Wednesday 10 October 2018

Lucene and Hyphen

Based on Lucene 4.7.

As Lucene is a high-performance text search engine because of its inverted index technique, I also implemented lucene in my application for full-text search. After the implementation, search becomes more faster, results become more accurate and everything worked very smoothly. Well that was till there is no issue in search results. oh! that doesn't mean lucene is buggy.

Let me explain the scenario first, one day an issue raised by client for lucene search implementation that "search string with hyphen(-) is not giving relevant results". But The correct interpretation of hyphens in the context of word boundaries is challenging.


Suppose I have string "sample-text" to be indexed. Then StandardTokenizer (Used by StandardAnalyzer for tokenizing) splits "sample-text" into "sample","text" and index the two words seperately instead of indexing as a single whole word.  It is quite common for separate words to be connected with a hyphen: “up-to-date,” “sugar-free,” “good-looking,” and so on. A significant number are hyphenated names, such as “John-Paul.” When doing a Whole Word Search or query, users expect to find the word within those hyphens. While there are some cases where they are separate words, that's why lucene keep the hyphen out of the default definition.

After reading behaviour of StandardAnalyzer, I realized that this is the expected behaviour defined in StandardAnalyzer. But as lucene is open source library I decided to modify the logic of tokenizer to avoid tokenization on hyphen.

Source of StandardTokenizer class which is to be modified was generated by jFlex and I was completely unware of that. After reading some interesting stuff of jFlex, I was confident enough to do some R&D on StandardTokenizerImpl.jflex.
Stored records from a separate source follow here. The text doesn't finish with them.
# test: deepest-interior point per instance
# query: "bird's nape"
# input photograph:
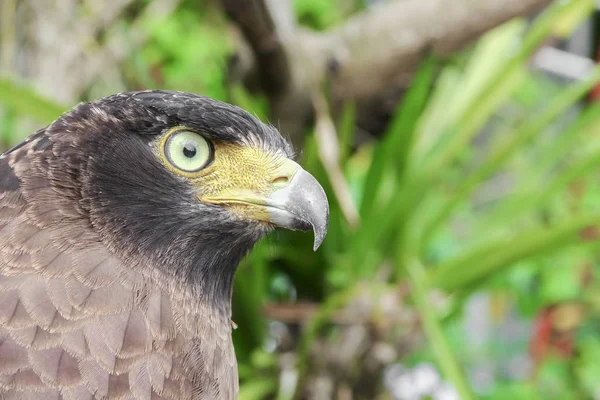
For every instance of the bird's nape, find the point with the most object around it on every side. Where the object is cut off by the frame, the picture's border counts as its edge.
(121, 227)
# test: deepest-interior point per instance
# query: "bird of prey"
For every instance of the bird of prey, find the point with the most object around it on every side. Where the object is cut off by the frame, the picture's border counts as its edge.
(121, 227)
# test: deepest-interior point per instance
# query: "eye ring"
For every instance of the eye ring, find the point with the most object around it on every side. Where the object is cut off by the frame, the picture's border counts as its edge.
(187, 151)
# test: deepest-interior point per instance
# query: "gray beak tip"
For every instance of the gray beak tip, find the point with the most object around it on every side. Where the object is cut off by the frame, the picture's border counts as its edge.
(302, 205)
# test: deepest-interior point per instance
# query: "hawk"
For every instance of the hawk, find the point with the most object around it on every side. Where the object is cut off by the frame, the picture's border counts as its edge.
(121, 227)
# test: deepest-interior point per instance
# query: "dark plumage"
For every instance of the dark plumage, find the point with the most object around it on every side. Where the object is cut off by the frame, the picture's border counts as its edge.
(116, 263)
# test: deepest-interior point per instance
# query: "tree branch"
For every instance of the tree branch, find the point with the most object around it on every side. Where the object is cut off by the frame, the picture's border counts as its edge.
(374, 52)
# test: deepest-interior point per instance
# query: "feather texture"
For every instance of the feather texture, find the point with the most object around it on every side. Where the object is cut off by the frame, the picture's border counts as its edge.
(76, 322)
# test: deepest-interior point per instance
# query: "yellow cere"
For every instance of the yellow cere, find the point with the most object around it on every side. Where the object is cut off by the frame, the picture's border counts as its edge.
(238, 176)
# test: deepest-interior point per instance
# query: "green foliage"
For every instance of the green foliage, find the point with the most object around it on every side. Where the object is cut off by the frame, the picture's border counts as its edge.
(429, 193)
(187, 51)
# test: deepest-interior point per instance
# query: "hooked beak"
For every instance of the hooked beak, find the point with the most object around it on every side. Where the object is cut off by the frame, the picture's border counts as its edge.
(294, 200)
(301, 205)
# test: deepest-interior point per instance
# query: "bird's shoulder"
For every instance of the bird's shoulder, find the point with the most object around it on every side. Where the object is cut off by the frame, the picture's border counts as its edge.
(76, 321)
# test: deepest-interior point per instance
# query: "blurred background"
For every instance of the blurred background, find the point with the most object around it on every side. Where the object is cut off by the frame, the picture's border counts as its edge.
(458, 140)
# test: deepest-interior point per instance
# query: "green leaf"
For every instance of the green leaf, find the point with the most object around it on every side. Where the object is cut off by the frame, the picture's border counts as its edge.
(477, 264)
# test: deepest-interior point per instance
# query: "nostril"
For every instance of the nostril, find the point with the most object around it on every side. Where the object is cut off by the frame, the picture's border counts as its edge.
(281, 181)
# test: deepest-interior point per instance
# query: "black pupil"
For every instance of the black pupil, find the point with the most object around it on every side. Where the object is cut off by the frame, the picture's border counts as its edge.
(189, 150)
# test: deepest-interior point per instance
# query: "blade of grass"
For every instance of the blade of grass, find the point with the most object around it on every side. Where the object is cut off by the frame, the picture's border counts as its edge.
(399, 138)
(434, 332)
(509, 143)
(501, 85)
(347, 130)
(460, 91)
(479, 263)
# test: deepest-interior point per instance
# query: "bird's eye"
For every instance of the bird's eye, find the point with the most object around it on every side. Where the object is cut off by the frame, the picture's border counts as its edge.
(188, 151)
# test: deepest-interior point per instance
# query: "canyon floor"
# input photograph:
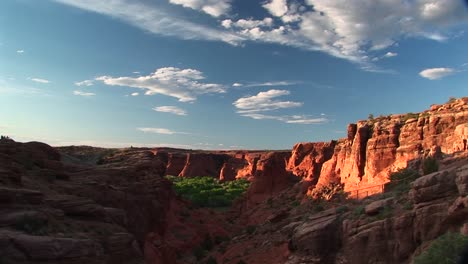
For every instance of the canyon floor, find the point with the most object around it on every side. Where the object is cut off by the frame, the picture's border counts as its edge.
(322, 202)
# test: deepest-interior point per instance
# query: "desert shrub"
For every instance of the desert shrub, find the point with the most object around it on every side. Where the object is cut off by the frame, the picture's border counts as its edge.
(199, 253)
(400, 180)
(295, 203)
(430, 165)
(358, 211)
(446, 249)
(328, 192)
(342, 209)
(410, 116)
(207, 191)
(211, 260)
(207, 243)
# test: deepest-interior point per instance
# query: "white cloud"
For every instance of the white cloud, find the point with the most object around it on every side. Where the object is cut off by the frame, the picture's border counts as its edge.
(163, 131)
(390, 54)
(170, 109)
(214, 8)
(356, 29)
(276, 7)
(247, 23)
(85, 83)
(265, 84)
(437, 73)
(39, 80)
(264, 101)
(295, 119)
(153, 18)
(255, 107)
(183, 84)
(81, 93)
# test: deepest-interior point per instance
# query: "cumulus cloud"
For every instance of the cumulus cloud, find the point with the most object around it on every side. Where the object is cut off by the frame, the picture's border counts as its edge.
(390, 54)
(39, 80)
(153, 18)
(214, 8)
(85, 83)
(170, 109)
(183, 84)
(294, 119)
(356, 29)
(261, 106)
(81, 93)
(264, 101)
(437, 73)
(163, 131)
(276, 7)
(247, 23)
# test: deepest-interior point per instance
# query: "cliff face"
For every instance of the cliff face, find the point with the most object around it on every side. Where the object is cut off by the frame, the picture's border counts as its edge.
(363, 160)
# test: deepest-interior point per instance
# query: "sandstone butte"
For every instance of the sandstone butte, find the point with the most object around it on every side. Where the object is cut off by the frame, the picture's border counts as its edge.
(93, 205)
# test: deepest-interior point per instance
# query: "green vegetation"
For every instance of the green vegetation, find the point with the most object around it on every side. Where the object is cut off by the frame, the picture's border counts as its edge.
(328, 192)
(358, 211)
(430, 165)
(400, 181)
(446, 249)
(207, 191)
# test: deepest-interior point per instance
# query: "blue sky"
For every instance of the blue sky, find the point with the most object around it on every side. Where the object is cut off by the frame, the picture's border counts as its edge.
(222, 74)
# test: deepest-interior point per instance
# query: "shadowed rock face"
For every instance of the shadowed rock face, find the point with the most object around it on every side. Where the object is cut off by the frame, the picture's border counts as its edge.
(121, 211)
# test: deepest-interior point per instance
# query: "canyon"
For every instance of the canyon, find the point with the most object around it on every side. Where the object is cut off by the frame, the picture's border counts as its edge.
(82, 204)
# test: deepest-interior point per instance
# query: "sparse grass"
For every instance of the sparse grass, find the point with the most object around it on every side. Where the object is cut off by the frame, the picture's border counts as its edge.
(446, 249)
(207, 191)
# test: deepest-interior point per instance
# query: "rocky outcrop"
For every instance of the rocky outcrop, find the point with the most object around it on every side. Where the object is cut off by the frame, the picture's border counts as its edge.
(270, 177)
(203, 164)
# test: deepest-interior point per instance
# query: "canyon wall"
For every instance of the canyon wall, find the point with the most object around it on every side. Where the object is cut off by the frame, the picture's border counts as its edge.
(372, 150)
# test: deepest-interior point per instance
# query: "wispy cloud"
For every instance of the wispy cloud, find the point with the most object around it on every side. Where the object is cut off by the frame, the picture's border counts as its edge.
(266, 84)
(353, 30)
(260, 106)
(81, 93)
(390, 54)
(437, 73)
(85, 83)
(183, 84)
(214, 8)
(39, 80)
(171, 109)
(163, 131)
(154, 18)
(294, 119)
(264, 101)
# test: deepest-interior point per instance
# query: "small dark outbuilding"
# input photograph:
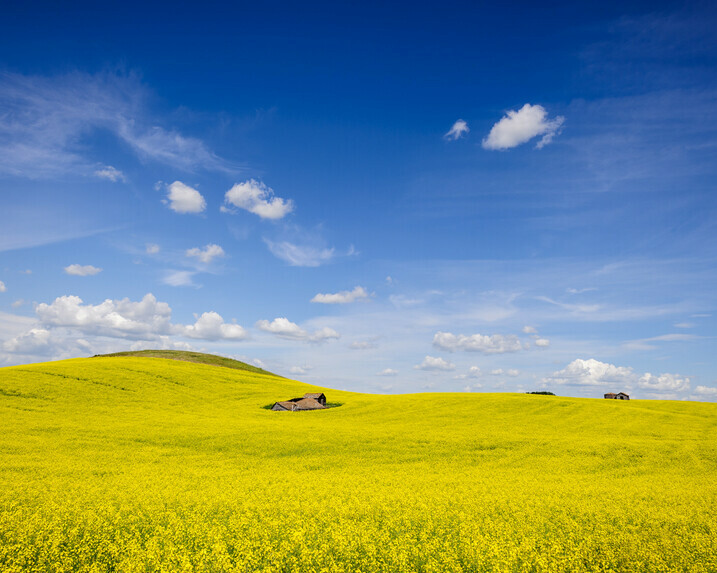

First of all download Jflex and install it according to your operating system.

If you have windows OS then after downloading do the following steps:

1. Unzip the file into directory you want. then go to bin folder and set java home in jflex.bat
set JAVA_HOME=C:\Program Files\Java\jdk1.7.0_67
(Set java according to your version)

2. Also set JFLEX_HOME according to your directory in which you have unzipped your file.

4. Then run jflex.bat. where you can give your input file and generate JAVA file.

OK..!! let's come to the main topic, To give support of hyphen in StandardAnalyzer we have to make changes in SUPPLEMENTARY.jflex-macro.

Some or all of the following characters may be tailored to be in MidLetter, depending on the environment:

  • U+002D ( - ) HYPHEN-MINUS
  • U+055A ( ՚ ) ARMENIAN APOSTROPHE
  • U+058A ( ֊ ) ARMENIAN HYPHEN
  • U+0F0B (  ) TIBETAN MARK INTERSYLLABIC TSHEG
  • U+1806 (  ) MONGOLIAN TODO SOFT HYPHEN
  • U+2010 ( ‐ ) HYPHEN
  • U+2011 (  ) NON-BREAKING HYPHEN
  • U+201B ( ‛ ) SINGLE HIGH-REVERSED-9 QUOTATION MARK
  • U+30A0 ( ゠ ) KATAKANA-HIRAGANA DOUBLE HYPHEN
  • U+30FB ( ・ ) KATAKANA MIDDLE DOT
  • U+FE63 (  ) SMALL HYPHEN-MINUS
  • U+FF0D ( - ) FULLWIDTH HYPHEN-MINUS


In UnicodeSet notation, this is: [\u002D\uFF0D\uFE63\u058A\u1806\u2010\u2011\u30A0\u30FB\u201B\u055A\u0F0B]

You can check Unicode of hyphen online through unicode converter.

In my case I wanted to avoid tokenization on HYPHEN-MINUS, that's why I have added below line of code in SUPPLEMENTARY.jflex-macro.


                                                           MidLetterSupp = ( [\u002D]  )


StandardTokenizerImpl.jflex file internally includes SUPPLEMENTARY.jflex-macro file.
To generate StandardTokenizerImpl.java give input file as StandardTokenizerImpl.jflex to Jflex engine as Lexical specification and click on Generate.

After using generated StandardTokenizerImpl.java rebuild the index.

And its Miracle!  It worked as I wanted.  Exactly as I wanted.  My test cases passed with flying colors and Clients satisfied with new results.  Great!